Philosophy
Wabi specializes in landscapes of strange, lush beauty.
Plants, in our gardens, engulf and transform elements of civilization.
We also question the picturesque representation of nature in home gardens, reintroducing a whole range of emotion from bliss to sorrow.
Wildscaping invites influences from outside the ordered structures of our homes, and gives these influences a home of their own — the garden.

Our work is different from traditional landscaping. Rather than impose an order on nature, we emphasize its disorderly beauty and hope to learn from it.
“This is a fundamental view of the world. It says that when you build a thing you cannot merely build that thing in isolation, but must also repair the world around it, and within it, so that the larger world at that one place becomes more coherent, and more whole; and the thing which you make takes its place in the web of nature, as you make it.”

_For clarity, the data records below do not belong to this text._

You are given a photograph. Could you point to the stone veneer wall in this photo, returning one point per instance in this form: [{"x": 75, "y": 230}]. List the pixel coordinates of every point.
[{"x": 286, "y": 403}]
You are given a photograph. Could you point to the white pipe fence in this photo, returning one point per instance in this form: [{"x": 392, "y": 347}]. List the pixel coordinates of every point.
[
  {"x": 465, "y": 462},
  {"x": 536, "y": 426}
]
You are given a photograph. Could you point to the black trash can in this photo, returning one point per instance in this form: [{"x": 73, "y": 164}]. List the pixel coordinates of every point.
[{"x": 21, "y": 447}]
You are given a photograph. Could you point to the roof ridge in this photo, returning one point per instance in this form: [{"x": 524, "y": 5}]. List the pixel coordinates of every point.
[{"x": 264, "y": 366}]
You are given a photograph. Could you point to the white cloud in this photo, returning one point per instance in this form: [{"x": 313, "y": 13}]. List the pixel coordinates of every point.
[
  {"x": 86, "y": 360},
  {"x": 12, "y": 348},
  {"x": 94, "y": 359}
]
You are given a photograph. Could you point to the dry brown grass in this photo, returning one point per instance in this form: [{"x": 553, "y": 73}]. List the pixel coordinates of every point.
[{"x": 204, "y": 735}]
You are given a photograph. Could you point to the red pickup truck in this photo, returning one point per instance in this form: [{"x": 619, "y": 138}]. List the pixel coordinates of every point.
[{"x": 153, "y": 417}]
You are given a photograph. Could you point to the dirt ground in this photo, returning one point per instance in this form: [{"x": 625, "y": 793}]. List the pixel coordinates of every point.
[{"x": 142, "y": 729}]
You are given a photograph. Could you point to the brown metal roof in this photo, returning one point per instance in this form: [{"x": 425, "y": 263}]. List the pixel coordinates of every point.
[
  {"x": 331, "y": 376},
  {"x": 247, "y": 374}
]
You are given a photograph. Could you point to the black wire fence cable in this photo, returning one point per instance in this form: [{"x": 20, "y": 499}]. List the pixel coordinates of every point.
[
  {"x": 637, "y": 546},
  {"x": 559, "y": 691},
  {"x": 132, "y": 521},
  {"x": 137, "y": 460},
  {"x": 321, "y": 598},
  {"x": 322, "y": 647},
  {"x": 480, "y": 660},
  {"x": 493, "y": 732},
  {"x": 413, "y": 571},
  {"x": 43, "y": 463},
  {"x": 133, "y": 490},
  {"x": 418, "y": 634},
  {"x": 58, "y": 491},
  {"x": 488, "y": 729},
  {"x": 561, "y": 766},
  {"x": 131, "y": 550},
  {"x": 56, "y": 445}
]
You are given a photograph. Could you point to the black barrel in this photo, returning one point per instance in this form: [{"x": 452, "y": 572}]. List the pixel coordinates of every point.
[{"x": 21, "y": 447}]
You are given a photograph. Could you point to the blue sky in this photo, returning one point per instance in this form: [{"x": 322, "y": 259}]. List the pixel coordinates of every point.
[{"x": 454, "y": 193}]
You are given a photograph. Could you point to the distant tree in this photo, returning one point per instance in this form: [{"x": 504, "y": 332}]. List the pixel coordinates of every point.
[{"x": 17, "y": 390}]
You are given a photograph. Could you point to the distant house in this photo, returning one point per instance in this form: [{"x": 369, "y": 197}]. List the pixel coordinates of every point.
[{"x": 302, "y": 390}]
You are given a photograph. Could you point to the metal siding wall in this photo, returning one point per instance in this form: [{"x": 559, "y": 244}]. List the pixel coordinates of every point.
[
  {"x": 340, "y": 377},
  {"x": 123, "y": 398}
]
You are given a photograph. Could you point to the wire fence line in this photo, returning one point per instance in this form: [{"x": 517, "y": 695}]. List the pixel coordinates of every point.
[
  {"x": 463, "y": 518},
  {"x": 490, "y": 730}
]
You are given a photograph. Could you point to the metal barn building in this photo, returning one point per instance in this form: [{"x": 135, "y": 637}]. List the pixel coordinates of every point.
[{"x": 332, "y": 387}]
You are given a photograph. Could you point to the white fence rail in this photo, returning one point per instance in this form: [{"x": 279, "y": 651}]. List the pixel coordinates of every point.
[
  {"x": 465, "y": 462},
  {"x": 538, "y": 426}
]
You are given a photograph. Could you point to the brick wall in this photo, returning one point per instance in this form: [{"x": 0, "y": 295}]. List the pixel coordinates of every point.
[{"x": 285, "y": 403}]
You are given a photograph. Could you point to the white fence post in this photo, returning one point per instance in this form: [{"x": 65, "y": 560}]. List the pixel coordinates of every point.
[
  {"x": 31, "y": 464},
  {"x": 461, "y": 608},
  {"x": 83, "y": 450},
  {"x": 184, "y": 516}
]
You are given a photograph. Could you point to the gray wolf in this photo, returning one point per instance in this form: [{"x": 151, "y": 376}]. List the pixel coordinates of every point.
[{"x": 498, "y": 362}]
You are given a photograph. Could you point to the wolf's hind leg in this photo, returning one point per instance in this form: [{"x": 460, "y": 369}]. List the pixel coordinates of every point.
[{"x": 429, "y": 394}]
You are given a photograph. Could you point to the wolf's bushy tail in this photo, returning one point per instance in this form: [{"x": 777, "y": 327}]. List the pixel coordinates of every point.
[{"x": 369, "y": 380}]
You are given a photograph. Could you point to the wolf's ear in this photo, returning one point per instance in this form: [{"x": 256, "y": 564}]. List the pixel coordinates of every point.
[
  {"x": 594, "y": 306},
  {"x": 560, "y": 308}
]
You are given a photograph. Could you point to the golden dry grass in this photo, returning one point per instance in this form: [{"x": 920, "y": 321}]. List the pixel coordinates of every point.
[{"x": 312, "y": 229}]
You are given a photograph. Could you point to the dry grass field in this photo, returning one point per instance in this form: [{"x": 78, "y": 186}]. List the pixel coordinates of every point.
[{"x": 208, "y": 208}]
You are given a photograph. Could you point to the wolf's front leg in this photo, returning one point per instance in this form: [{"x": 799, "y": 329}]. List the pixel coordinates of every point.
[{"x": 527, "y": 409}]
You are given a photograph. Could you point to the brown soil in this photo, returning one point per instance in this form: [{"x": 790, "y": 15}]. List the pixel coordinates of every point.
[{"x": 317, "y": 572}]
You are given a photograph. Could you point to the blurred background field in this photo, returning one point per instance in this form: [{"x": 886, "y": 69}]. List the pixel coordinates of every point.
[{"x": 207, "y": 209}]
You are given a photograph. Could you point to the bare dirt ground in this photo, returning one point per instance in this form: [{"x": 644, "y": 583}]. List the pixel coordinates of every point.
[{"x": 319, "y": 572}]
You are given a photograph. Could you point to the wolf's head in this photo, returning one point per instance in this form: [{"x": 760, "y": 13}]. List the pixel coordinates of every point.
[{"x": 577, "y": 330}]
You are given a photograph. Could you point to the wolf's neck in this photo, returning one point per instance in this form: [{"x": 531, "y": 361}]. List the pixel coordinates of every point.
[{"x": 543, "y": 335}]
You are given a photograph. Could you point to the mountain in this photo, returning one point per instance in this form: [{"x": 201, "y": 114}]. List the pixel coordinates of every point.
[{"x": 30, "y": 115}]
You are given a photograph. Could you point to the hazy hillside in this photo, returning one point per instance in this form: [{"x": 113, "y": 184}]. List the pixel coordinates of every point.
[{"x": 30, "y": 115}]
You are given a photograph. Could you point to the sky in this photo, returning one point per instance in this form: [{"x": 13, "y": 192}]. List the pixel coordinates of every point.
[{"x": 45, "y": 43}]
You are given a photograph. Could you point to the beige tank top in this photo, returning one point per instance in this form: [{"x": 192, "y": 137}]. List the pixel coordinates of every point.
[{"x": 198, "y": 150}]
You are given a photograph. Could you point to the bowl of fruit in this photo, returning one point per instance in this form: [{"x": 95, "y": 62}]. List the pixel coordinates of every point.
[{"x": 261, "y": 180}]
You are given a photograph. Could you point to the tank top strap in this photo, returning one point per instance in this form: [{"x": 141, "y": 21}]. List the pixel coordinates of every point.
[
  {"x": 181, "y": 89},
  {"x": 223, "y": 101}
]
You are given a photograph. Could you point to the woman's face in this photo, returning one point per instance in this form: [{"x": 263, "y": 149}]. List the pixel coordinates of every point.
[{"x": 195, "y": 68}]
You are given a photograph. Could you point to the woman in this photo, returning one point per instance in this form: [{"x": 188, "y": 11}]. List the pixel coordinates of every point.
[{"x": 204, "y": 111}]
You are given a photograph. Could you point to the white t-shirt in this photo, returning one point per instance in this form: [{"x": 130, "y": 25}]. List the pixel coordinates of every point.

-Christopher Alexander, A Pattern Language
Wabi Wildscaping’s aesthetic ideal is a combination of the Japanese Zen garden and the English Perennial border — vast empty spaces punctuated by explosions of unbearable beauty
“I wonder whether art has a higher function than to make me feel, appreciate and enjoy natural objects for their art value. So, as I walk in the garden, I look at flowers and shrubs and trees and discover in them an exquisiteness of contour, a vitality of edge, or a vigor of spring as well as an infinite variety of color that not artifact I have seen in the last sixty years can rival. Each day, as I look, I wonder where my eyes were yesterday.”